Beating the heat in a stock car competition is another kind of space race that demands thermal protection materials.
Under a Space Act agreement between Boeing North America (formerly known as Rockwell Space Systems) and BSR Products, Inc., of
Mooresville, North Carolina, Space Shuttle Thermal Protection System (TPS) materials that orbit the globe now circle the race track.
BSR has created special TPS blanket insulation kits for use on autos that take part in National Association for Stock Car Auto Racing (NASCAR) events, and other race cars through its nationwide catalog distribution system.
NASA's fleet of orbiters are protected by TPS materials inside and out, from the sometimes space-exposed cargo bay to the space plane's
outer surface. Developed by Rockwell, classes of TPS tiles and thermal blankets safeguard Space Shuttle orbiters as they slam back into Earth's atmosphere. Reentry heat loads can be as high as 3,000 degrees Fahren heit during the plunge.
The idea of using Space Shuttle TPS to insulate heat-generating areas of stock cars came by way of a tour taken by NASCAR champion Bobby Allison at Kennedy Space Center (KSC). Then KSC Director, Jay Honeycutt, a racing fan himself, recommended to Allison that TPS insulation could shield drivers from excessive heat exposure.
Speeding race car drivers are in the hot seat in more ways than one. It has been estimated that temperatures inside a race car's cockpit can soar to a sweltering 140 to 160 degrees. It is common for NASCAR drivers to endure blisters and burns due to the excessive heat flooding into the cockpit. That extreme heat comes through the engine firewall, transmission tunnel, and floor. High temperatures, in fact, have led to many totally exhausted drivers being hauled out of their cars after a grueling meet.
NASCAR racer, Allison, intrigued by the use of TPS, contacted colleague and rival, Roger Penske, who was able on short notice to loan a stock car to KSC for one day of TPS retrofitting.
Penske team members, Rockwell and NASA personnel worked together to pattern TPS material to fit Penske Racing Inc.'s No. 2 Ford
Thunderbird stock car. The TPS insulation extras added less than four pounds to the car. Later tests clearly showed significant temperature drops in locations where the TPS material was used. In the driver's cockpit, temperatures were lowered by some 50 degrees.
A big thumbs up was given to the TPS additions by NASCAR driver Rusty Wallace. He raced several times with the material and participated in an instrumented test at Daytona International Speedway in April 1996. "This is a breakthrough," Wallace says. "I am totally impressed with this material. I feel that the TPS material helps the whole car run cooler, and the cooler the car, the better the performance," he says.

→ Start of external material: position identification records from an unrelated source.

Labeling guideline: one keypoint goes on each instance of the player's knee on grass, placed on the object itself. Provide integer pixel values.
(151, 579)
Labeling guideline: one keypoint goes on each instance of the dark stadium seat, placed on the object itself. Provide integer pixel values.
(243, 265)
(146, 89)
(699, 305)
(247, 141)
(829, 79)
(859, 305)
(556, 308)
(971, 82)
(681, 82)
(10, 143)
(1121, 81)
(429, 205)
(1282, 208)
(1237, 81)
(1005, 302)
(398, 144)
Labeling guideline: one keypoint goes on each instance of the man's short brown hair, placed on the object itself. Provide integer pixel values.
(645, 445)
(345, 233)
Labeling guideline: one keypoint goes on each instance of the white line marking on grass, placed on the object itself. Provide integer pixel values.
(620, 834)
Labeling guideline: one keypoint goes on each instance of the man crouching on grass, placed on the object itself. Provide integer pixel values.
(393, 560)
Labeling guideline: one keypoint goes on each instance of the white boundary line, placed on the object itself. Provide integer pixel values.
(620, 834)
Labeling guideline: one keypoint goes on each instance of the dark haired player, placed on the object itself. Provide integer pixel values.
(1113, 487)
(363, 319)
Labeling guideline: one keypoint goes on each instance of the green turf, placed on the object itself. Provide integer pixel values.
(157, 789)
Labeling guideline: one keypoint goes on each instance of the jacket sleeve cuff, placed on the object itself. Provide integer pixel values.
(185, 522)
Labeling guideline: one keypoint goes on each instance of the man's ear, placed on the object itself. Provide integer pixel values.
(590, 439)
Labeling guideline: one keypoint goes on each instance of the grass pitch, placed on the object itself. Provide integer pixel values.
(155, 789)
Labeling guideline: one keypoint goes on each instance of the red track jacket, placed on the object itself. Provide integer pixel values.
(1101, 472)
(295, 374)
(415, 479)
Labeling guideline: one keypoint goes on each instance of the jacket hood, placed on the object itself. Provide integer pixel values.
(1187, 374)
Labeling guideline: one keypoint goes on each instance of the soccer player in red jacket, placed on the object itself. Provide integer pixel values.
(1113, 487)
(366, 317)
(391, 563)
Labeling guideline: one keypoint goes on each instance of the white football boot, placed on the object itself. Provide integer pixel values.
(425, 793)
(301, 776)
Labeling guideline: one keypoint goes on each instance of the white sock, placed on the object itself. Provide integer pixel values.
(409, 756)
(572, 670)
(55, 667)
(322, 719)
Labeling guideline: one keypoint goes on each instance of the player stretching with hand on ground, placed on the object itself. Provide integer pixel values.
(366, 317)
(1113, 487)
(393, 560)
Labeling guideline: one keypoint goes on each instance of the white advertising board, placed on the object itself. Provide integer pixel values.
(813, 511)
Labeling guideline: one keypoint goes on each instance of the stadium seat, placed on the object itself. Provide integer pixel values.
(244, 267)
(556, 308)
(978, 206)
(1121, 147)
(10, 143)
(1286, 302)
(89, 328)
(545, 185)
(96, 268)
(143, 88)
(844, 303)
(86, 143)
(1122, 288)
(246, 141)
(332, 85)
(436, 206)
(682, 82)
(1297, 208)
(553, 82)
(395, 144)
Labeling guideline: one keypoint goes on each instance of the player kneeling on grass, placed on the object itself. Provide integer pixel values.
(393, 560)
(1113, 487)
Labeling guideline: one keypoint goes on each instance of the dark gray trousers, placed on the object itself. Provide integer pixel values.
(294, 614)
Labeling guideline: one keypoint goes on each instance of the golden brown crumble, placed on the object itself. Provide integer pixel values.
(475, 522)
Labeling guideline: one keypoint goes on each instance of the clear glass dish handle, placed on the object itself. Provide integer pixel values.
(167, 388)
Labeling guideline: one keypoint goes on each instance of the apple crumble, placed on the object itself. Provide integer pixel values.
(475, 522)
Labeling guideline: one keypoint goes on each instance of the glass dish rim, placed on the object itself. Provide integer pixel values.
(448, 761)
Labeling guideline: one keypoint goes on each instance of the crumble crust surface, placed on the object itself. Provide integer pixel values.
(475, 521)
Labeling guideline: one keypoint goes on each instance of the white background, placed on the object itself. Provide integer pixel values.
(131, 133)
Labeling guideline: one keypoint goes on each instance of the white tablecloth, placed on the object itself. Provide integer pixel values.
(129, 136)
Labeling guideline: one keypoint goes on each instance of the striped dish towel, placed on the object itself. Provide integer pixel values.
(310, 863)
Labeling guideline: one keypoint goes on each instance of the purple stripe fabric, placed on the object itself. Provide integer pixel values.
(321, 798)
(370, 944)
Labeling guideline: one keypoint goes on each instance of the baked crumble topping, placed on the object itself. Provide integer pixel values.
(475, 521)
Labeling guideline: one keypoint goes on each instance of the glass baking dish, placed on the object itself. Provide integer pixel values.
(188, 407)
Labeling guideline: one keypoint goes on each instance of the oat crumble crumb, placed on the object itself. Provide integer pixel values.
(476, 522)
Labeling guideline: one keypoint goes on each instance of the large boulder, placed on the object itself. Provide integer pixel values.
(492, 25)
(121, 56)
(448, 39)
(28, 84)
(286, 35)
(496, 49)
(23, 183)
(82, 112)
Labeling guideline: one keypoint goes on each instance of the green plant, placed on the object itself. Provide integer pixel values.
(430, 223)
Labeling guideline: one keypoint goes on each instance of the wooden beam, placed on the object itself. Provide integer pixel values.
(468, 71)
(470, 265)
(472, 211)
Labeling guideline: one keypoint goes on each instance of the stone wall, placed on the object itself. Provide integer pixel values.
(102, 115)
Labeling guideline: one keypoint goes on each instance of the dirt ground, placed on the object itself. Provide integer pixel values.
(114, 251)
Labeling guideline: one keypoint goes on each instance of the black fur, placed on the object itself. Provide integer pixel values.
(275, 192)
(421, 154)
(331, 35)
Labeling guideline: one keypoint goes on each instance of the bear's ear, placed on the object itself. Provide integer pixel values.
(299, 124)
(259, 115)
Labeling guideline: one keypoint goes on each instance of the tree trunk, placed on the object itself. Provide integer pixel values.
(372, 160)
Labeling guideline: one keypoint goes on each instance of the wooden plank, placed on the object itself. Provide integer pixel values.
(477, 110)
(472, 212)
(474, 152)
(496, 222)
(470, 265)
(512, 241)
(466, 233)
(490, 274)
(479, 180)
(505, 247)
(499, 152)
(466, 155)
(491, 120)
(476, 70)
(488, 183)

Enter BSR. BSR-TPS Products, Inc. is now manufacturing insulation kits for distribution to race car teams around the world. The cost is a modest $1,300 apiece, with the company expecting to generate $1 million a year in sales.
BSR identified numbers of areas in stock cars that would benefit from selective touches or a mix of Space Shuttle TPS materials, such as: under the drivers seat and ancillary components; between floorpan and exhaust system on the drivers side; for insulating the oil tank; to shield the ignition system; and for installation under the driver's feet and along the side of the transmission tunnel and behind the pedals.
Martin Wilson, Rockwell's TPS Facility project manager, says that the match of TPS, the Technology Programs and Commercialization Office at KSC, and NASCAR racing is sure to significantly improve environmental conditions for race car drivers. "This is another good example of how technology developed for the space program can be used for applications on Earth," Wilson says.